Hurricanes are major Atlantic storms. In South Asia they are called cyclones. In East Asia they are called typhoons.
Tropical storms become named hurricanes when sustained winds reach 74 mph or more. Hurricanes cause damage with high winds, heavy rains and storm surge (a wall of water pushed ahead of the storm).
Atlantic hurricane season is June 1 to November 30. It peaks between late August and September.
Hurricanes can hit New York City directly, but also have a big impact on New Yorkers with a Caribbean heritage.
Caribbean life is designed around hurricanes where they are part of the natural cycle, indigenous cosmology and normal life. Many regions get seriously hit every 10 or 20 years.
The average number of hurricanes in a season is about 12. It’s been as high as 28 and as low as 4.

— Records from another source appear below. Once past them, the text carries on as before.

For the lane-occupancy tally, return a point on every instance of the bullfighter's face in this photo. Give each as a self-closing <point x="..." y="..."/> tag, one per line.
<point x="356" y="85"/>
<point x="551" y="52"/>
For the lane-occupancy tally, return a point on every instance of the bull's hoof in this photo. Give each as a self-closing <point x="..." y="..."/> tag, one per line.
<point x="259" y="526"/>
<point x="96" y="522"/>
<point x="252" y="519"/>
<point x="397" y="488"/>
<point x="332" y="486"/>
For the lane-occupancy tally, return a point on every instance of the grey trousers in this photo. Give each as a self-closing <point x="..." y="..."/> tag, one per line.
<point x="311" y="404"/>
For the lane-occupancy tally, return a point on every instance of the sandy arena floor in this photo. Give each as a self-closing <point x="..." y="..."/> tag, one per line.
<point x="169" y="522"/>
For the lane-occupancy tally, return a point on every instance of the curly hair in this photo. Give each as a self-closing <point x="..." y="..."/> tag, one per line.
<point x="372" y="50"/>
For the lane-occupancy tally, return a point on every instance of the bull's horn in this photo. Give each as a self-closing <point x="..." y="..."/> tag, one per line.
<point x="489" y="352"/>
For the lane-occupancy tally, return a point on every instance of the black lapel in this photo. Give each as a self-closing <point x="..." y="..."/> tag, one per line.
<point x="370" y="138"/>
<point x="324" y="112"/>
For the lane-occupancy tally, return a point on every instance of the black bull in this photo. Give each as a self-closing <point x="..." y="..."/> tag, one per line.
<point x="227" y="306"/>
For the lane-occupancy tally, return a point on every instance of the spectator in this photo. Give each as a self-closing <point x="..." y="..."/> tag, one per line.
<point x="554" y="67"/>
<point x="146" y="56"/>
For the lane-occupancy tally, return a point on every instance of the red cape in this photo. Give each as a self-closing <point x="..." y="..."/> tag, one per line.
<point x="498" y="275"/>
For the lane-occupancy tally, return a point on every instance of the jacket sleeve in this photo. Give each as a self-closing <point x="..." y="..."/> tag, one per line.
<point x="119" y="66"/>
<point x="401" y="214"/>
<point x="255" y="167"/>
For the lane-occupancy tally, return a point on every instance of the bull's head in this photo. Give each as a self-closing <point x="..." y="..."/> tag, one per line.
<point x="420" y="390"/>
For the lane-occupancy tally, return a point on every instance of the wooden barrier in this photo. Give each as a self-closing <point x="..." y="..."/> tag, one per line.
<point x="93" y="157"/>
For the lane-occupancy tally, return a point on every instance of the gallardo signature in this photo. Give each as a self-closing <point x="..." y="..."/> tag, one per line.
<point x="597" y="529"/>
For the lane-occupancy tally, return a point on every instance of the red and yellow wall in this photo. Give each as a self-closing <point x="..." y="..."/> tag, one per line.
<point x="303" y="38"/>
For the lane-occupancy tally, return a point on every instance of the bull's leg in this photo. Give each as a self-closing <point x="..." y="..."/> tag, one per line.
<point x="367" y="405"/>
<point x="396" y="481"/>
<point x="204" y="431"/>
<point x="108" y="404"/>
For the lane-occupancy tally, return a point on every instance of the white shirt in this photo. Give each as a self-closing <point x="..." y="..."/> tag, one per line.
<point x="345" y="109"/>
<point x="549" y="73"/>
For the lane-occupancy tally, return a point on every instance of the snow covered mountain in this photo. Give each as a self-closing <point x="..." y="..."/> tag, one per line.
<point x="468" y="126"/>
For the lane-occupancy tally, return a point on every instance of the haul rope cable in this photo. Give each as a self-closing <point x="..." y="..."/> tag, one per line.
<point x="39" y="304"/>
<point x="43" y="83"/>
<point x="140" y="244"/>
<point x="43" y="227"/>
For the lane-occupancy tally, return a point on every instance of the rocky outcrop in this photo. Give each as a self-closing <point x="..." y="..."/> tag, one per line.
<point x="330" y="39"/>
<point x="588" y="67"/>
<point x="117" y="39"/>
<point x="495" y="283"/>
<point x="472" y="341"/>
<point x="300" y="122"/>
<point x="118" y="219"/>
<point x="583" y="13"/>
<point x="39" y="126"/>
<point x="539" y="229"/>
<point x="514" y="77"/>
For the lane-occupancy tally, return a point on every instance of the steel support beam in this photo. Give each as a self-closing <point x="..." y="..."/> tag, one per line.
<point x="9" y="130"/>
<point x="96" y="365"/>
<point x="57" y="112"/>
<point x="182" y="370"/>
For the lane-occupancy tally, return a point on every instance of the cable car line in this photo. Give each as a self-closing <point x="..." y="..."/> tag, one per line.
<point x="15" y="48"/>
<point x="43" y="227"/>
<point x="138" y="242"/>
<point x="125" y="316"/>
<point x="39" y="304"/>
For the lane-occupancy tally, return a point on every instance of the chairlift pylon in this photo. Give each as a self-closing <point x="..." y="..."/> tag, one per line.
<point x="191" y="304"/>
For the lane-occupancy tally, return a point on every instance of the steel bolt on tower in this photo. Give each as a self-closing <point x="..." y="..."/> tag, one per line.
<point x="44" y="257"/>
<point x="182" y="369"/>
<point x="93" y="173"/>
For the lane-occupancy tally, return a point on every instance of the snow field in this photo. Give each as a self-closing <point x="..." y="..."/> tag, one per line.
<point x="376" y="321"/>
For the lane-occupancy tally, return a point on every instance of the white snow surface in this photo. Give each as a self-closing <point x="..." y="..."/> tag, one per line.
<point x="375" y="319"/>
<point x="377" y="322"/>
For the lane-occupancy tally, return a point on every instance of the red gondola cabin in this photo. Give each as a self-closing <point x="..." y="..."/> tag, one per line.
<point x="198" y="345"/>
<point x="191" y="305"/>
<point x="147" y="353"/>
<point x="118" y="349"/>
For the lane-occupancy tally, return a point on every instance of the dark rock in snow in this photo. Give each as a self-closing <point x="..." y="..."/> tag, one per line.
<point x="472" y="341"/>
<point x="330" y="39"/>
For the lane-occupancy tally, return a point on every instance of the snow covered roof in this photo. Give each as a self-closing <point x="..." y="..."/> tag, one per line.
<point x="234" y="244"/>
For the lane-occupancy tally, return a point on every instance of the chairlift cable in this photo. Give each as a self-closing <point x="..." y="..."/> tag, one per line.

The Azores or Bermuda-Azores High is a semi-permanent high-pressure system over the central Atlantic. It moves over the Azores in the East Atlantic in summer and over Bermuda in the West Atlantic in winter.
Summer weather (low pressure) rotates around this high pressure system in a clockwise direction.
Warm dry Mediterranean/Sahara air moves south over West Africa where it picks up moisture. From there, trade winds and ocean currents push the storms across the Atlantic towards the Caribbean islands, Florida and the U.S. Atlantic coast.
The strength and position of the high pressure system determines whether storms stay in the Caribbean, hit the South or Florida, or move even further up the coast. The El Niño temperature oscillation in the Pacific also affects the intensity of Atlantic hurricanes.
Climate change is increasing the strength and frequency of hurricanes. We are currently in an above-average storm cycle that began in 2016.
Hurricane Sandy made it all the way to New York City in October-November 2012. It did about $70 billion in damage.
Hurricane Maria destroyed Puerto Rico in 2017. Two years after a failed FEMA response led by President Trump, over 20,000 people are reported to still be living under blue tarps.
Hurricane Season 2020
This season is expected to be stronger than normal. It is the first season to have three weather systems before the traditional June 1 start date. The first, Tropical Storm Arthur formed on May 16, 2020.
Emergency response is complicated by the COVID-19 pandemic and possibly now by the George Floyd protests against police violence on African-Americans. The
2020 Hurricane Names
The season begins with a list of names for tropical storms that become hurricanes.
This year they are: Arthur, Bertha, Cristobal, Dolly, Edouard, Fay, Gonzalo, Hanna, Isaias, Josephine, Kyle, Laura, Marco, Nana, Omar, Paulette, Rene, Sally, Teddy, Vicky, Wilfred.